Es una limitación de la propia consciencia lo que les permite a muchos sentirse “rectos” o incluso impecables a pesar de estar implicados en la operación de empresas voraces y destructivas descuidando todo lo que no sean sus ganancias; y tal engaño respecto a la propia honorabilidad constituye una de las principales barreras a un cambio de consciencia en el seno de las grandes empresas y entidades financieras. Pero la expresión más notable del espíritu represivo a través de la historia ha sido el de silenciar a las mayorías explotadas “en nombre de la ley” o de la virtud, o de la religión, del patriotismo y de otros ideales a los que se debe obediencia. Y así es que el mismo barbarismo de la civilización, en su despiadado espíritu de conquista, ha sido eficazmente encubierto por la idealización que transforma de manera casi mágica a los padres políticos explotadores en padres buenos que sólo actúan por nuestro bien y quieren educarnos.
Por más que sea cierto que en el curso de los últimos años el poder parece sentir que ya no necesita justificarse tanto a través de la semblanza de beneficencia, también es cierto que la mente patriarcal de las mayorías sigue siendo tan moralista como represiva, y en consecuencia, no sólo se sigue perpetuando la represión de la espontaneidad creativa de los niños en la crianza y en la educación pública, sino que se sigue confundiendo el moralismo con lo que los antiguos llamaban virtud, que más se parecía a lo que hoy consideramos salud mental que a al intento de las personas de ser buenas cuando porque han sido domesticadas a través de premios y castigos.
Me parece que la sabiduría expresada por el mito del árbol del fruto prohibido que comieron Adán y Eva contiene una gran verdad que todas las interpretaciones en boga pasan por alto, a saber: que en su afán de hacerse semejantes a Dioses nuestros primeros padres perdieron la inocencia de no juzgarlo todo desde los criterios diferenciales de un bien y un mal normativos. Desde entonces seguimos juzgando y condenando arrogantemente a nuestros semejantes como si supiésemos discriminar entre los buenos y los malos—aunque está claro que los así llamados primitivos formaban sociedades más justas que la nuestra sin cárceles ni cortes de justicia, y cómo nosotros, al ir volviéndonos más y más acusatorios, vamos llenando hasta tal punto las cárceles que hemos construido, que (además de lo gravoso que nos resulta alimentar a sus poblaciones, las familias que destruimos y el destino de esos presos que de ninguna manera re-educamos), ya nos falta en ellas suficiente espacio.

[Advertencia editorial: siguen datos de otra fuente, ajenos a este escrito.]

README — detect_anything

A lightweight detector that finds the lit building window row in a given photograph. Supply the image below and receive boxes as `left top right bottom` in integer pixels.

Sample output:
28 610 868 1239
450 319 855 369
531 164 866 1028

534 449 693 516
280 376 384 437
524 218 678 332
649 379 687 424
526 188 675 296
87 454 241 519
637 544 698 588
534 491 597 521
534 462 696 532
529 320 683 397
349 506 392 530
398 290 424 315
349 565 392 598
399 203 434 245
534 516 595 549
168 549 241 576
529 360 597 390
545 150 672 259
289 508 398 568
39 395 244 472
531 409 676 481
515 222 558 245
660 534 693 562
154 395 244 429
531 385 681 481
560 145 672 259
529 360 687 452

Pero más allá de los daños sociales que acarrea la ruptura de tantas familias, y el abandono de tantos hijos y el efecto negativo de las cárceles en el desarrollo moral de los presos, sería deseable que hubiéramos llegado a comprender cuán disfuncional es nuestra pasión de juzgar y condenar a nuestros semejantes (y aún a nosotros mismos) en demasía—y cuán engañoso fue ese “fruto prohibido” del “conocimiento del bien y del mal” del que seguimos presumiendo.
Pero si no sirve a la vida encarcelar a quienes se niegan a cumplir con la ley, sirve “la ley y el orden”, a la continuidad del “orden establecido”, que apoya el que los poderosos (criminalizando no tanto el pecado como las faltas contra la propiedad y la autoridad) se dediquen a desposeer a los pobres para así incrementar aún más su poder.